第33話 恋

「なんで、こんなことをしたんだよ」

 琴音が出ていった部屋で圭吾は茜に怒った。


「ごめん、こんなつもりじゃなかったの」

 茜が誘ったのは事実だが、陥れる気持ちは全くなかったようだった。

 このマンションは、入室に一階のオートロックがあるため、一度インターフォンを押さないとならない。扉を施錠していなければ、入ることはできなかった。

 

「恐らく、誰かと同時にエレベーターに乗ったんだと思う」

 琴音の性格からはロビーの扉が開いていてもインターフォンを鳴らす可能性が高かった。琴音は知らないでエレベーターに乗ってしまったのだろう。部屋前のインターフォンだって鳴らせば避けられたことだ。


「琴音も女性の部屋にひとりでいる圭吾が気になったのだと思う」

 確かに仕組まれていたにしては、出来すぎていた。僅かな時間のズレで起こり得なかったことなのだ。結局のところ、俺の不注意が招いたことだった。


「圭吾、琴音を追いかけて、今までの苦労が報われなくなるから」

「ごめん、行くな」

 マンションを出た。目の前に花時計、超えて北側が駅まで続く道だ。琴音の姿は見える範囲のどこにもなかった。


 あの後、走って逃げたのだろうか。駅に向かった可能性が高かった。圭吾は駅に向かって走った。会えるか、会えたとしてもどう話せばいいのだろうか。嘘をつく、ダメだ、琴音に嘘は通用しない。しかも、それは最低な行為だった。

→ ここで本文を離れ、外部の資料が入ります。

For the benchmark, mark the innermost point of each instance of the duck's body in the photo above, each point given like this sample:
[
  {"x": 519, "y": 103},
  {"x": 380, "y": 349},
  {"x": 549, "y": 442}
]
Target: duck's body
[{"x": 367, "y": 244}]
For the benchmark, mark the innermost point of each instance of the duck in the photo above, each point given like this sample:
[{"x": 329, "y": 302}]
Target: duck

 やがて元町の改札口が見えてきた。圭吾はカードをかざして、改札を潜り抜ける。


 西宮方面の階段を駆け上がった。そこに琴音がいた。エスカレーターから降りる琴音をみる。真っ直ぐ先を見つめていた。ホームにはすでに西宮行きの電車が到着していた。圭吾は急ぎ駆け上がった。


「間に合ってくれ」

 一つ飛ばしに階段を駆け上がる。琴音はすでに阪急電車に乗っていた。扉が閉まります、とアナウンスが伝えられる。

 扉が閉まる。間に合わない。身体を無理やりねじ込んだ。

 大人のくせに何をしてるんだ、という不満混じりの視線が突き刺さる。でも、ここで逃すわけにはいかない。


「琴音、……ちゃん」

 全速力で走ってきたからだろう。息を切らせながら、目の前の琴音の前に立つ。明らかに嫌そうな表情を浮かべた。

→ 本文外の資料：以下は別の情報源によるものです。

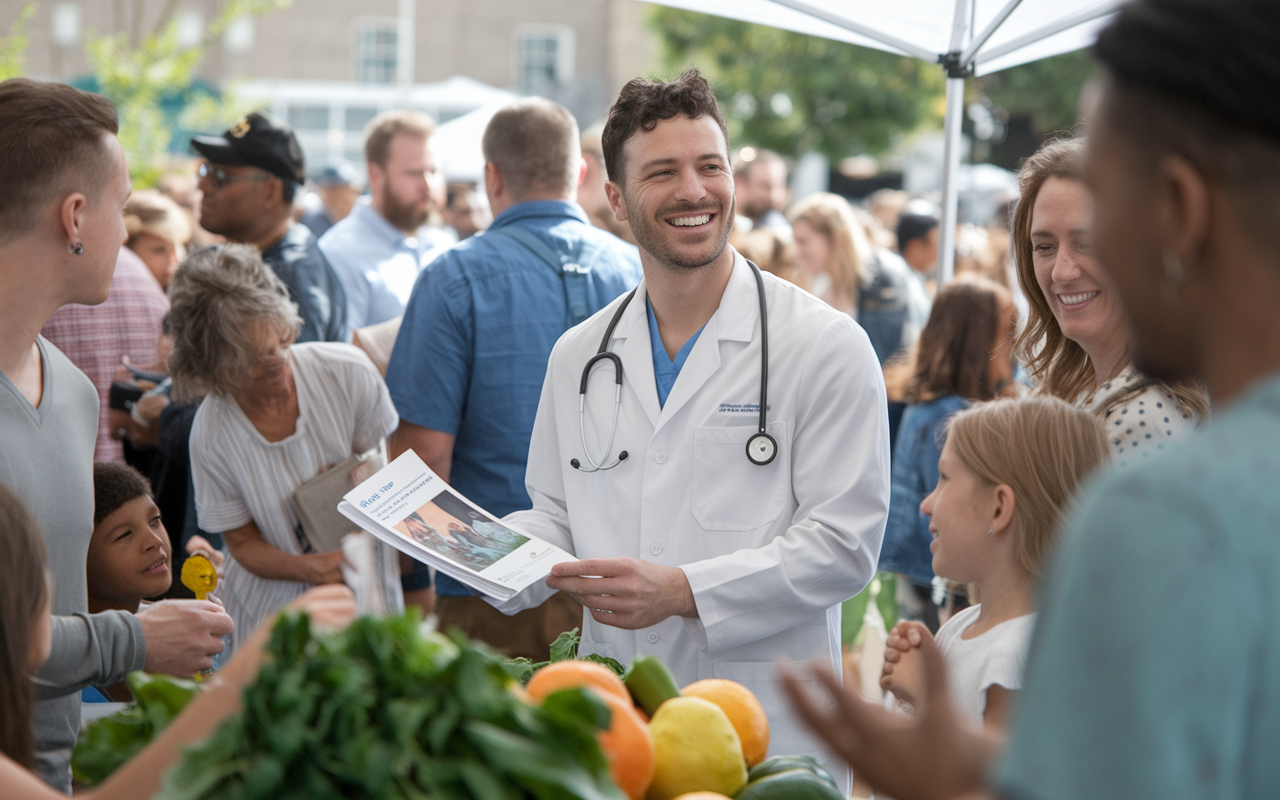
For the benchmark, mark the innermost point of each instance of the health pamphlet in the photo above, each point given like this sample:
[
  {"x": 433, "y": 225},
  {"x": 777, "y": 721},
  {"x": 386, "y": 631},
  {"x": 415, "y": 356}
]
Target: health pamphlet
[{"x": 408, "y": 507}]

「どうしたの、走ってきて。それに無茶して乗るなんて最低だよ」

「ごめん」

「いいよ、それより言いたいことあったのでしょ」

「うん。茜とは、琴音が思っている関係とは違うんだ」

「ちょっと……」

 琴音は周りを見渡して、不満を口にする。俺は焦って大声で言ってしまった。これでは乗客に聞かせているようなものだ。


「ごめん、声が大きかった」

「で、何が言いたいのかな、わたしと圭吾くんは彼氏彼女の関係でもないし。わたしに言い訳なんかしなくていいんだよ」

 明らかに口ぶりは怒っていた。


「さっきのこと、謝りたくて」

「だから、別に気にしてないよ。私たちただの友達でしょ」

「でも怒ってる、ただの友達なら、普通に話すはず」

 琴音が振り向いた。上目遣いに怒気を含んだ視線が突き刺さる。


「ちょっと静かにしてくれないかな、恥ずかしいから」

「ご、ごめん」

 冷静になって周りを見渡すと明らかに好奇な眼差しを感じた。ただでさえ目立つ琴音。言い訳をする男。カップルの痴話喧嘩にしか見えなかった。数人の客が圭吾に羨望の視線を投げかけていた。可愛い娘と付き合いやがってとでも思ってるのだろうか。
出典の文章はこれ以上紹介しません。